Lets compare vitamin content per 1 pound of Candies, sugar-coated almonds vs Broccoli:
Candies, sugar-coated almonds have 2.3 times more Vitamin B2, 1.6 times more Vitamin B3 and 15.8 times more Vitamin E than Raw Broccoli.
While Raw Broccoli contains more Vitamin A, 1.4 times more Vitamin B1, 3.7 times more Vitamin B5, 2.9 times more Vitamin B6, 4.2 times more Vitamin B9, more Vitamin C and more Vitamin K than Candies, sugar-coated almonds.
Both Candies, sugar-coated almonds as well as Raw Broccoli have insufficient amounts of Vitamin B12 and Vitamin D in 1 lb.
Comparing minerals per 1 pound for Candies, sugar-coated almonds vs Broccoli:
Candies, sugar-coated almonds have 2.1 times more Calcium, 12 times more Copper, 2.6 times more Iron, 6.5 times more Magnesium, 5.3 times more Manganese, 2.5 times more Phosphorus and 3.8 times more Zinc than Raw Broccoli.
While Raw Broccoli contains 1.5 times more Selenium, 2.5 times more Sodium and 38.8 times more Water than Candies, sugar-coated almonds.
Both Candies, sugar-coated almonds and Raw Broccoli have similar amounts of Potassium per 1 lb.
Comparison of macro-nutrients per 1 pound:
Candies, sugar-coated almonds have 13.7 times more Energy, 48.5 times more Fat, 17.1 times more Saturated Fat, 79.7 times more Omega 6, 10.3 times more Carbohydrate, 36.8 times more Sugars and 3.5 times more Protein than Raw Broccoli.

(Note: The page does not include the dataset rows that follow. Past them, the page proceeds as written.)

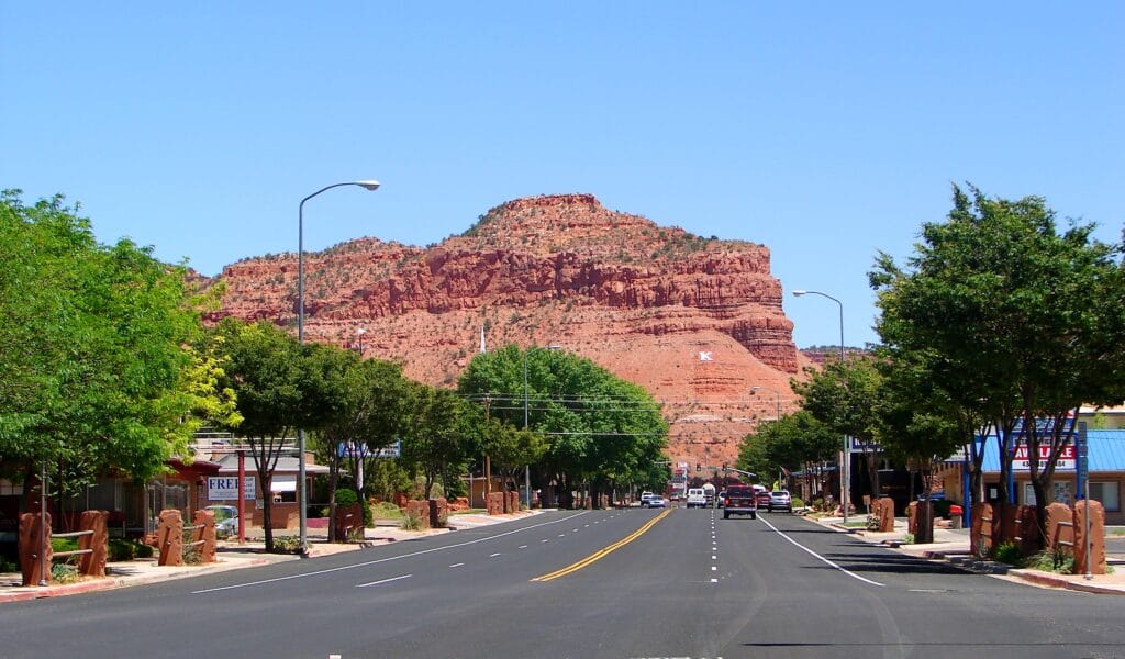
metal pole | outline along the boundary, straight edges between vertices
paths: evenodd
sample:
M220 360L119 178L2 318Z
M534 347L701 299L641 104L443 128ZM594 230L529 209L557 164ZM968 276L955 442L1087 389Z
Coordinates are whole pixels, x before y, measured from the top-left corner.
M378 181L348 181L346 183L333 183L331 186L325 186L313 192L308 197L300 200L297 206L297 343L299 345L305 344L305 202L316 197L325 190L331 190L332 188L340 188L341 186L359 186L364 190L376 190L379 187ZM297 428L297 507L298 518L300 520L300 533L299 542L302 549L302 556L305 556L304 550L308 547L308 488L305 484L305 431L304 428ZM240 497L242 494L240 493ZM270 493L263 493L263 496L270 496Z
M39 463L39 586L47 585L47 462Z

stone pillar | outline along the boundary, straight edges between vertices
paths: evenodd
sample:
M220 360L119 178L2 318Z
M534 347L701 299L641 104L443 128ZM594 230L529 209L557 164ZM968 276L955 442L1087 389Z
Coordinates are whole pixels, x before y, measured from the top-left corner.
M79 554L79 574L88 577L106 576L106 553L109 551L108 521L108 511L86 511L79 518L79 531L93 532L93 534L78 536L78 548L91 550L90 553Z
M424 502L424 500L406 502L406 514L417 516L418 529L430 527L430 502Z
M191 517L191 525L200 526L191 534L192 542L202 541L202 544L195 545L199 551L199 562L215 562L215 512L196 511Z
M1081 499L1074 504L1074 574L1086 574L1086 516L1090 516L1090 574L1106 574L1106 509L1101 502Z
M891 497L882 497L875 499L879 502L879 531L881 533L891 533L894 531L894 499Z
M504 493L501 491L488 493L488 514L489 515L504 514Z
M43 524L46 547L44 556L39 556L39 514L24 513L19 516L19 567L24 576L24 586L37 586L39 578L51 583L51 513L45 513Z
M1066 504L1055 502L1047 504L1046 516L1047 520L1044 524L1047 533L1046 549L1072 554L1074 543L1074 527L1071 525L1074 522L1073 511Z
M430 499L430 526L433 529L444 529L449 522L449 502L446 497Z
M992 504L973 504L970 515L972 530L969 539L972 545L969 548L973 556L983 558L992 553Z
M183 517L179 511L161 511L156 525L156 565L183 565Z

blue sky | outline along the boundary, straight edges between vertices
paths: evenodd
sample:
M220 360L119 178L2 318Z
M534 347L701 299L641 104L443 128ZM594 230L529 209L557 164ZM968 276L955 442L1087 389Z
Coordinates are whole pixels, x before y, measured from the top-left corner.
M1125 3L0 0L0 187L205 274L440 242L522 196L765 244L799 346L861 345L951 183L1120 237Z

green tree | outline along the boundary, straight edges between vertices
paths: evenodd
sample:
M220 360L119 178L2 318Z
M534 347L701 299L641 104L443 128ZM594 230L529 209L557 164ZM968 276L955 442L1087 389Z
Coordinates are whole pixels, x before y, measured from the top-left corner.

While Raw Broccoli contains more Omega 3 than Candies, sugar-coated almonds.
Both Candies, sugar-coated almonds and Raw Broccoli have similar amounts of Fiber per 1 lb.
Both Candies, sugar-coated almonds as well as Raw Broccoli have insufficient amounts of Cholesterol, Glucose and Sucrose in 1 lb.